These things are necessary in order to prevent bad behavior by the Left and allow a fair chance for public policies to be voted on, and perhaps even to preserve civil society. But they are not necessary to prevent the replication of the Colorado Model, which is Schrager and Witwer’s fear and predicted outcome. For that prediction has been totally falsified since the publication of this book. While the Colorado Model had success, in Colorado in 2008, the subsequent impact has been zero. In Colorado itself the pendulum has swung back, although not to total Republican dominance. But that’s probably because Colorado’s demography has changed, not due to the lasting success of the Colorado Model. And in the rest of the country, the Republicans now have near total dominance at every level other than the Presidency, with the exception of a few states (most notably California).

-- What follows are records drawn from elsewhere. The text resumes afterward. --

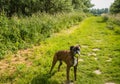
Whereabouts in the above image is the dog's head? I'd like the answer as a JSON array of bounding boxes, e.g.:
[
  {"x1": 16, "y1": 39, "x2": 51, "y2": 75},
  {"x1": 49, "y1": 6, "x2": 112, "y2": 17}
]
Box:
[{"x1": 70, "y1": 45, "x2": 80, "y2": 55}]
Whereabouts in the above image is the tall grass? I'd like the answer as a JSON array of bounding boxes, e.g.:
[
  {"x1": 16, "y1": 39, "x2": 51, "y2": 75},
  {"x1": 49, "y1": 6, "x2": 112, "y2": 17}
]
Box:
[
  {"x1": 103, "y1": 14, "x2": 120, "y2": 34},
  {"x1": 0, "y1": 12, "x2": 85, "y2": 58}
]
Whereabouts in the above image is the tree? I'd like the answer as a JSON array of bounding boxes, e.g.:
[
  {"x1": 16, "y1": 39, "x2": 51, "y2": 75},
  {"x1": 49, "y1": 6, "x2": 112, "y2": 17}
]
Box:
[{"x1": 110, "y1": 0, "x2": 120, "y2": 14}]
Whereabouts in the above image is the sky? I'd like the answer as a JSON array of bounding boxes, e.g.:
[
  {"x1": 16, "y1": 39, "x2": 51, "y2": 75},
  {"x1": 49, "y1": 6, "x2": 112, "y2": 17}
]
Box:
[{"x1": 91, "y1": 0, "x2": 114, "y2": 9}]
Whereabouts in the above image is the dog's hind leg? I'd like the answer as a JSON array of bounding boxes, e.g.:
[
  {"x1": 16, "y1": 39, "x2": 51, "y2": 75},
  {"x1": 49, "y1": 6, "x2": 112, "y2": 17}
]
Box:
[
  {"x1": 49, "y1": 57, "x2": 57, "y2": 73},
  {"x1": 58, "y1": 60, "x2": 62, "y2": 71},
  {"x1": 74, "y1": 66, "x2": 77, "y2": 81}
]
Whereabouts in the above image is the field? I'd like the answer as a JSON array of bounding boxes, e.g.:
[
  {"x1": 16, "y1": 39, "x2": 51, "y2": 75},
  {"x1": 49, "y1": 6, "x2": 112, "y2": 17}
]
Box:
[{"x1": 0, "y1": 17, "x2": 120, "y2": 84}]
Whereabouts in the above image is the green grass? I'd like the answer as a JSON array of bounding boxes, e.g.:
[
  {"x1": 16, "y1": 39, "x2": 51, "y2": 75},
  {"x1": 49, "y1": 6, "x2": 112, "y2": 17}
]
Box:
[
  {"x1": 0, "y1": 12, "x2": 86, "y2": 59},
  {"x1": 0, "y1": 17, "x2": 120, "y2": 84}
]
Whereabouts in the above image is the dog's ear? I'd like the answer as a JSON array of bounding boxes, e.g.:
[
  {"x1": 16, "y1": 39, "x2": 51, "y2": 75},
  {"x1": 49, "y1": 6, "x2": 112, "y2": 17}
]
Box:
[
  {"x1": 77, "y1": 45, "x2": 81, "y2": 48},
  {"x1": 70, "y1": 46, "x2": 74, "y2": 51}
]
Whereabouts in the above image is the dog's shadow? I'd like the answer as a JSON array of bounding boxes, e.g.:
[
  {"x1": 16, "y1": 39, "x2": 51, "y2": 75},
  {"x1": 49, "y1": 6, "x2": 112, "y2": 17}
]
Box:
[{"x1": 31, "y1": 72, "x2": 58, "y2": 84}]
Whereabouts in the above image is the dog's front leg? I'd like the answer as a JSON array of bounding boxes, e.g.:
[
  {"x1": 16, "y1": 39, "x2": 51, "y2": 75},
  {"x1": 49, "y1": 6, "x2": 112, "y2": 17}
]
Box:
[
  {"x1": 74, "y1": 66, "x2": 77, "y2": 81},
  {"x1": 66, "y1": 65, "x2": 70, "y2": 82}
]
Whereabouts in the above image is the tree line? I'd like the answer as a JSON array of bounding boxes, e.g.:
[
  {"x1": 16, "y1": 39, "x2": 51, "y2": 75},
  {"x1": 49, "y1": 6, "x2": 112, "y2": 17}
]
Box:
[{"x1": 0, "y1": 0, "x2": 93, "y2": 17}]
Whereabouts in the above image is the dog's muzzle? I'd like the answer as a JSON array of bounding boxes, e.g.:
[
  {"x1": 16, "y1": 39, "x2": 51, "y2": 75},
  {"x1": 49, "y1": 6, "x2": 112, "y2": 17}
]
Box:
[{"x1": 77, "y1": 51, "x2": 80, "y2": 56}]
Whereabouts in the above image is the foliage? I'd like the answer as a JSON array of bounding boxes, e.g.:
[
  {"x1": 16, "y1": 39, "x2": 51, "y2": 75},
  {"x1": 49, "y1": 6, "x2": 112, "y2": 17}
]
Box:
[
  {"x1": 0, "y1": 12, "x2": 85, "y2": 58},
  {"x1": 0, "y1": 0, "x2": 92, "y2": 17},
  {"x1": 110, "y1": 0, "x2": 120, "y2": 14},
  {"x1": 90, "y1": 8, "x2": 108, "y2": 15},
  {"x1": 0, "y1": 17, "x2": 120, "y2": 84}
]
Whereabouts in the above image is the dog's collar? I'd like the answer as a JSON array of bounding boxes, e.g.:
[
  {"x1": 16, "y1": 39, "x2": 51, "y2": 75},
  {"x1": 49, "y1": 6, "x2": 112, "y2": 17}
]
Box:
[{"x1": 75, "y1": 54, "x2": 79, "y2": 58}]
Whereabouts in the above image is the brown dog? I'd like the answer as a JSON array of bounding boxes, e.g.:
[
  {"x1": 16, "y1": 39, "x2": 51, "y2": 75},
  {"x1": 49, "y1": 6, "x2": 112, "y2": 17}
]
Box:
[{"x1": 50, "y1": 45, "x2": 80, "y2": 82}]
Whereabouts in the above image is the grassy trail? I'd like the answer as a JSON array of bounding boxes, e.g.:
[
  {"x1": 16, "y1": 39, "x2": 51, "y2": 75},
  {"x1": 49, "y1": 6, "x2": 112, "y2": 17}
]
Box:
[{"x1": 0, "y1": 17, "x2": 120, "y2": 84}]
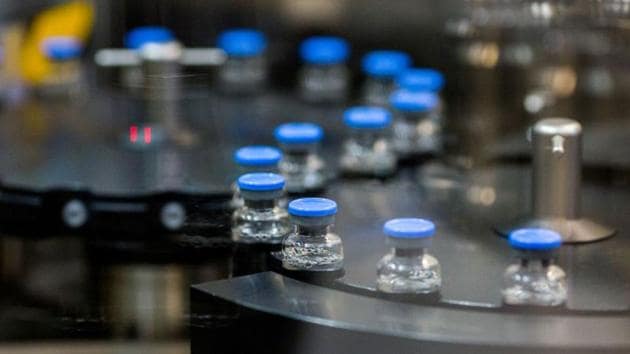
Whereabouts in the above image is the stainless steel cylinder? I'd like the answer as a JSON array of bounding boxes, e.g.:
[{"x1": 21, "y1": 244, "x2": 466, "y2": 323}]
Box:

So, for example, Schrager and Witwer conclude the book by warning that “Wisconsin and Texas [are] in the Crosshairs.” They profile the Texas Democratic Trust, whose stated goal is to “take control of the Texas state legislature by 2010.” But its website, as of October 2015, is a blank page with the text, “I am host a16c.” The Texas state legislature has a 2/3 majority of Republicans in each house and a Republican governor. Both Senators are Republican, as are 70% of the congressional Representatives. In Wisconsin, the Republican majority across the board is similarly overwhelming. Yes, it may be (or it may not be) that the Republicans will have difficulty getting the Presidency. It may be (or it may not be) that demographic changes will erode the current Republican dominance. But what is definitely not true is that the Colorado Model has had any legs. Even using illegitimate tactics, even with total dominance of the news-setting media, gay billionaires simply can’t buy everything. That’s good news for America.